Being a few months into my PhD, I think the biggest shock I've had is dealing with the vast quantities of information that suddenly seem to have appeared in my life. In the last few weeks this reached a crisis point, and I have been making a proper, grown-up effort to get everything in order before I drown in a bibliographic swamp.
One piece of software that has intrigued me, and which seems to be fairly useful is Mendeley, which describes itself as "i-tunes for research papers". Given how irritated I got with i-tunes, I suspect this doesn't do it justice (plus you don't need to give Apple your credit card details to get anything done).
Mendeley is currently in beta, and so is a little bit buggy. It wants to be a bibliographic tool, but I'm not using it for this, at least not until it gets slicker. What it does do incredibly well is to centralise pdf documents and allow you to order, search and annotate them. Plus its free!

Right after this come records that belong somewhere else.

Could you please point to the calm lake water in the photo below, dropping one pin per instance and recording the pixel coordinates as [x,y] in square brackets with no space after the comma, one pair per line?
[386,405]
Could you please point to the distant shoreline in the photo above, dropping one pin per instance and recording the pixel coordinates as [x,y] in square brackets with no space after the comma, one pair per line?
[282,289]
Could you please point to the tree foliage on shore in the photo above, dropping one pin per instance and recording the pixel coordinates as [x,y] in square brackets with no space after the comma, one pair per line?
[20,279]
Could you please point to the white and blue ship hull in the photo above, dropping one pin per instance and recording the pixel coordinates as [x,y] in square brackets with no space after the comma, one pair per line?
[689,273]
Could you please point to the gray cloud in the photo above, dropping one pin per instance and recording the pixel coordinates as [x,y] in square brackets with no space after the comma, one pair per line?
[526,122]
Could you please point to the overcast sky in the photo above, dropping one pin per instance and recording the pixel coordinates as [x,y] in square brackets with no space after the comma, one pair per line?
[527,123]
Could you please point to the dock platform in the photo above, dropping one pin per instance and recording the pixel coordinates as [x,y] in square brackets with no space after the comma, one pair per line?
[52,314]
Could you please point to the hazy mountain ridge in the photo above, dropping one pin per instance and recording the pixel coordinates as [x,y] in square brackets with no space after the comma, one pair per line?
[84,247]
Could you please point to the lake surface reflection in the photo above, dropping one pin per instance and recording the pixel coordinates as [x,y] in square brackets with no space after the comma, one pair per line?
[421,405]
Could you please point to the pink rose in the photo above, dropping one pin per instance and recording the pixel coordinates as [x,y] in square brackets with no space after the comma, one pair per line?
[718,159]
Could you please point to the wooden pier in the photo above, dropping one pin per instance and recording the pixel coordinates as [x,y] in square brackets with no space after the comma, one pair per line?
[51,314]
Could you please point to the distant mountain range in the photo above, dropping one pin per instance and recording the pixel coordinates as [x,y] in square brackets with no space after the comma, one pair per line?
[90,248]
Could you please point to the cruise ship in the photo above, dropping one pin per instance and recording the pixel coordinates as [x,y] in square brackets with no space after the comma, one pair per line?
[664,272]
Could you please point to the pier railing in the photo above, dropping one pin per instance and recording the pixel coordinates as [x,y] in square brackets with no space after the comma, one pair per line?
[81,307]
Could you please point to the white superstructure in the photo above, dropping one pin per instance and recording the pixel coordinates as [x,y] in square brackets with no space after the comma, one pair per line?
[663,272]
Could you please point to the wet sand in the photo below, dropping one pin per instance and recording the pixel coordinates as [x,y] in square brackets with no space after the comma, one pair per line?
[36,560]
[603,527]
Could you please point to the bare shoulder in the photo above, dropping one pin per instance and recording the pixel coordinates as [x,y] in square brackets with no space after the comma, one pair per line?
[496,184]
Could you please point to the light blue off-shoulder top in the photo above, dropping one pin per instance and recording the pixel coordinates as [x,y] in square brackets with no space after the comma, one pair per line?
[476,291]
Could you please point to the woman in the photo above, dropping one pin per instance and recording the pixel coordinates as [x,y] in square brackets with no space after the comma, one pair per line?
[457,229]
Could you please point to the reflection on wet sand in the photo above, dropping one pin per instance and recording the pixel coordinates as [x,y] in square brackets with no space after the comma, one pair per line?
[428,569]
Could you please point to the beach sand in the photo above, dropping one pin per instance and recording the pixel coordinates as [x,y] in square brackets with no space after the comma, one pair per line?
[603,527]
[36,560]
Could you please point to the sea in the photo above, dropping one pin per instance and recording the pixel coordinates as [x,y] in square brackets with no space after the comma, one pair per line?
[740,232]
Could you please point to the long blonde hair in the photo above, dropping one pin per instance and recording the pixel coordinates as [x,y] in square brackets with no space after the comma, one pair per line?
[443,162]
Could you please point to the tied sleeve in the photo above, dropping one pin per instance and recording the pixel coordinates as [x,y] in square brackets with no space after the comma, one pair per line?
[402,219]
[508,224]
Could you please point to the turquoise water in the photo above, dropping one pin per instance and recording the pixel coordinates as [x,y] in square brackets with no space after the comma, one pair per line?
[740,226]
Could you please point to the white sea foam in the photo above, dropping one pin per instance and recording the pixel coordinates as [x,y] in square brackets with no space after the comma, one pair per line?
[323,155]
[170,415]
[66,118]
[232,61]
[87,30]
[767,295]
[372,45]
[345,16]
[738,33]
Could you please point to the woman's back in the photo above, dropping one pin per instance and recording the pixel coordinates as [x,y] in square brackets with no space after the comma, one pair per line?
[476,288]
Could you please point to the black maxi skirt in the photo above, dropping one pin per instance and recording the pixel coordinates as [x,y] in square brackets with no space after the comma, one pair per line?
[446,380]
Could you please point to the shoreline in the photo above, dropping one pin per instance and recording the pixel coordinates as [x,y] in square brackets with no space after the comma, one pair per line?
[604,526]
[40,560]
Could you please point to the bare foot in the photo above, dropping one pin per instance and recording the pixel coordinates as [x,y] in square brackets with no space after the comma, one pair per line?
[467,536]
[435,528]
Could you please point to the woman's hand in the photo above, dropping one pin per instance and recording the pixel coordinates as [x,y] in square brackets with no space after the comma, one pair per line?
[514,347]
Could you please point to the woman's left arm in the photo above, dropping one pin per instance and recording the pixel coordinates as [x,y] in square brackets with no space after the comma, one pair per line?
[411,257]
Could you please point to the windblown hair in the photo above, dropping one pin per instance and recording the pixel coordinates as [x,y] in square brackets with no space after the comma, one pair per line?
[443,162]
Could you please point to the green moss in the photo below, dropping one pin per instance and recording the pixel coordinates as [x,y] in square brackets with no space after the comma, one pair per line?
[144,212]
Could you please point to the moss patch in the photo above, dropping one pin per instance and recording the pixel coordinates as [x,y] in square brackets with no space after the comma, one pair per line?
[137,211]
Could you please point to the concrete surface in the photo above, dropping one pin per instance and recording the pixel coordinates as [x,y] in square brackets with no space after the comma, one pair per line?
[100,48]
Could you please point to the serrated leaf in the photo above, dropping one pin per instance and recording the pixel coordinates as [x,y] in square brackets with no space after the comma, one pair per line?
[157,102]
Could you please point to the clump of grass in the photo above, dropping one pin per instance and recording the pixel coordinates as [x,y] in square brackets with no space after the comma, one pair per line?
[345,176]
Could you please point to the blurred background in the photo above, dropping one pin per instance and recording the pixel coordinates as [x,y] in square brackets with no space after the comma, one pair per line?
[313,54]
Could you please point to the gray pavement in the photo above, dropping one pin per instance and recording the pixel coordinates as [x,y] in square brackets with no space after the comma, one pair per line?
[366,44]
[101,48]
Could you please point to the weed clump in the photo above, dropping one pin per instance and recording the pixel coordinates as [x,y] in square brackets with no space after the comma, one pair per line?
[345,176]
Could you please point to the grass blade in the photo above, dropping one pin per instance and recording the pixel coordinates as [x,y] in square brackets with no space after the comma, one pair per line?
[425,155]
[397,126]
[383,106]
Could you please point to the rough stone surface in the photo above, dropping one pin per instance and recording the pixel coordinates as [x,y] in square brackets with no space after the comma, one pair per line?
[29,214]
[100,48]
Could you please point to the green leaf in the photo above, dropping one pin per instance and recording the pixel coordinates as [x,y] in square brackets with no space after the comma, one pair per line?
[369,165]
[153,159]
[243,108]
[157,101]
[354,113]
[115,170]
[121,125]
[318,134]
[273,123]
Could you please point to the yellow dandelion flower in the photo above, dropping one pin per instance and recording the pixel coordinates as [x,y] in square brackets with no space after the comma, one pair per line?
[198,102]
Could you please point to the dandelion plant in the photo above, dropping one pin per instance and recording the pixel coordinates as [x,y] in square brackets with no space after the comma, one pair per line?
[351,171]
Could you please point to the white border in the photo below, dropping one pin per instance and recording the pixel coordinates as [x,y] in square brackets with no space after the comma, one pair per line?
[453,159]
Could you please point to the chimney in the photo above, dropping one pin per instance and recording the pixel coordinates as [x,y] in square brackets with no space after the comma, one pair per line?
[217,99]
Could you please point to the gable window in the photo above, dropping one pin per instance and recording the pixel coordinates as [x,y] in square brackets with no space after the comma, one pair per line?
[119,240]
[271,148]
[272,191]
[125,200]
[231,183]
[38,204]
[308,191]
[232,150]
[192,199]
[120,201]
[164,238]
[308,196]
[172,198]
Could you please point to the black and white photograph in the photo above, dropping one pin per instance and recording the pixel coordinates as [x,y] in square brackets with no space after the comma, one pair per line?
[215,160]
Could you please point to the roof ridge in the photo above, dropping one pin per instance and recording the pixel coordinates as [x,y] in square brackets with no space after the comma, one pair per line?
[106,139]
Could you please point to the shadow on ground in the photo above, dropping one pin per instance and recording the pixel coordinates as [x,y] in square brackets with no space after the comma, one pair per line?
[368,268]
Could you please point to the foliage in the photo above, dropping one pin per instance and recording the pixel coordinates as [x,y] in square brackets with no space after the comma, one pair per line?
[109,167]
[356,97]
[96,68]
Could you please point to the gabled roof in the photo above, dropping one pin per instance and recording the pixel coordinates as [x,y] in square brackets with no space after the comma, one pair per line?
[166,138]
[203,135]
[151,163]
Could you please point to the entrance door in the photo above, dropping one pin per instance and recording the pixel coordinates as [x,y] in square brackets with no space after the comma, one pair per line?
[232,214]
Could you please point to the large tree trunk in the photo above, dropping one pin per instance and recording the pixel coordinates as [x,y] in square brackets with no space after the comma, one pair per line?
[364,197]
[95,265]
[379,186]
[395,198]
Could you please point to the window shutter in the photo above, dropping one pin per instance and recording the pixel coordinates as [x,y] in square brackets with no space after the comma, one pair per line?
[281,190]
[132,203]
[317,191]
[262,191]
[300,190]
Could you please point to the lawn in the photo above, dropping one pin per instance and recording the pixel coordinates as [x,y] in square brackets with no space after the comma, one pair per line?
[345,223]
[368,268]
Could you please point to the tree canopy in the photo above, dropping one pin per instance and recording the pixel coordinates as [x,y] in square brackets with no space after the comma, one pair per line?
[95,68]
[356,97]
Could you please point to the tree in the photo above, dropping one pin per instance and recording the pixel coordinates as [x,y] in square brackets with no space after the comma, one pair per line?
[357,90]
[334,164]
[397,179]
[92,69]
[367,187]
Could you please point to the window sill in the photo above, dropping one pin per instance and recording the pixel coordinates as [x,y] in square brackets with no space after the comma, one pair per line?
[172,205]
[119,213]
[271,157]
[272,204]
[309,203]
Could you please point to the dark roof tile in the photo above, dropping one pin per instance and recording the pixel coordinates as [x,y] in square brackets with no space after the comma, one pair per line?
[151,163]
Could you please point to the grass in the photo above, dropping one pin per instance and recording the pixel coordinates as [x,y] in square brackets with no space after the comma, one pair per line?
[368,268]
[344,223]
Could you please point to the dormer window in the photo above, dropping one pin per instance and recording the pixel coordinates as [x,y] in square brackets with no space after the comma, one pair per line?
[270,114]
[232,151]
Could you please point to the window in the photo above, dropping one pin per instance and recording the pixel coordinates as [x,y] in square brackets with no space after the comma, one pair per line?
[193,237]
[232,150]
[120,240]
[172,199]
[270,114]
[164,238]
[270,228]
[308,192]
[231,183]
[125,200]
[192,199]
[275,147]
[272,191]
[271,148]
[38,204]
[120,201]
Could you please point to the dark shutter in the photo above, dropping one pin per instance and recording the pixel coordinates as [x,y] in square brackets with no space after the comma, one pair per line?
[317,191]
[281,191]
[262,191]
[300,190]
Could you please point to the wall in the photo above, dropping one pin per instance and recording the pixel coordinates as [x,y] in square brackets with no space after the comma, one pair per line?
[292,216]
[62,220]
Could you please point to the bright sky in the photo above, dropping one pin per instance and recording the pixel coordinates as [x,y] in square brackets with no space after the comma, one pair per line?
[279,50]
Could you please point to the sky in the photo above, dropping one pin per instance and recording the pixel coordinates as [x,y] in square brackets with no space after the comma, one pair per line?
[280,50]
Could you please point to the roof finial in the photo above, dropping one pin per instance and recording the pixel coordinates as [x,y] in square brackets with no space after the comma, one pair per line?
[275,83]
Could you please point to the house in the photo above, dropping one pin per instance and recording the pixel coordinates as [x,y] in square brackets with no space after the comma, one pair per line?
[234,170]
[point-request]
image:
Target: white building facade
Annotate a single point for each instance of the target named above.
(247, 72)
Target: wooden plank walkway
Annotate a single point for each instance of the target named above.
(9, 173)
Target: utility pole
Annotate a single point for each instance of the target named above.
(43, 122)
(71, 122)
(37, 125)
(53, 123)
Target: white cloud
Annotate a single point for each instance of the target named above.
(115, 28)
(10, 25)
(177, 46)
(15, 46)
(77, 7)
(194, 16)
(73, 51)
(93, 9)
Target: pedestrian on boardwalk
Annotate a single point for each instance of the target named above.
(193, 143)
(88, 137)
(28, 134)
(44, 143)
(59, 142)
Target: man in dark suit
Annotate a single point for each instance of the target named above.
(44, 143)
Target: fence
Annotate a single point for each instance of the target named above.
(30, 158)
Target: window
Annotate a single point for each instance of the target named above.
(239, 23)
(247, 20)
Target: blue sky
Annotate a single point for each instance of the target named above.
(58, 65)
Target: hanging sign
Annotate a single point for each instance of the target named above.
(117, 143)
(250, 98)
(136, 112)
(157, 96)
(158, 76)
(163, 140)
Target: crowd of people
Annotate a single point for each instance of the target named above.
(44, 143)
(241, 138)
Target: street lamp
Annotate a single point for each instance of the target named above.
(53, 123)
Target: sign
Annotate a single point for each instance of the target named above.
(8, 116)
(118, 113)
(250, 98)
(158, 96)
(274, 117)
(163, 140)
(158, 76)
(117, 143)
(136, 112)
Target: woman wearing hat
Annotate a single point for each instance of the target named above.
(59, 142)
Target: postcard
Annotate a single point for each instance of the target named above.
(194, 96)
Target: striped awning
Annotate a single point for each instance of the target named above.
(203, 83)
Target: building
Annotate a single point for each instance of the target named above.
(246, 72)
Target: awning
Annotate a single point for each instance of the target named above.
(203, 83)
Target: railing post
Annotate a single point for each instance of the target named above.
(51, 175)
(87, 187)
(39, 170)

Previously, all the papers I was merrily downloading were ending up in a series of folders, somewhere in the depths of my laptop. The more I added, the scarier and less accessible they got, and the more helpless I felt. With Mendeley, I have organised them into folders, and some papers are in a number of different folders, because they cross subjects.
Mendeley works by "watching" particular folders, and then bringing new papers up when you open it. Again, this is a little bit buggy at the moment, but better than the alternatives (madness, depression, alcoholism...). The main irritation is that it sometimes ends up bringing multiple copies, but this is fairly quick to tidy up.
Here are some screen shots:
Here is the list of all my papers. You can also see the folders I've created down the left hand side, and the info on each paper on the right, which can also be edited, or checked via google scholar (which I also love).
Once you've opened a paper, you can highlight and annotate it...
You can also search for key words in all your papers...
It doesn't currently work for anything other than pdfs, but what I have done is turn some of my typed-up notes into pdfs, and then added them too.
All of this does take a bit of time to set up, but seems to be worth it once it's done. Given that I've only been using it for a few weeks, I would be really interested to know if anyone has had any good or bad experiences of it themselves.
And if you're currently wading through a mire of academic papers, you could try taking the road to Mendeley (now I have Nellie the Elephant in my head... "trump, trump, trump!").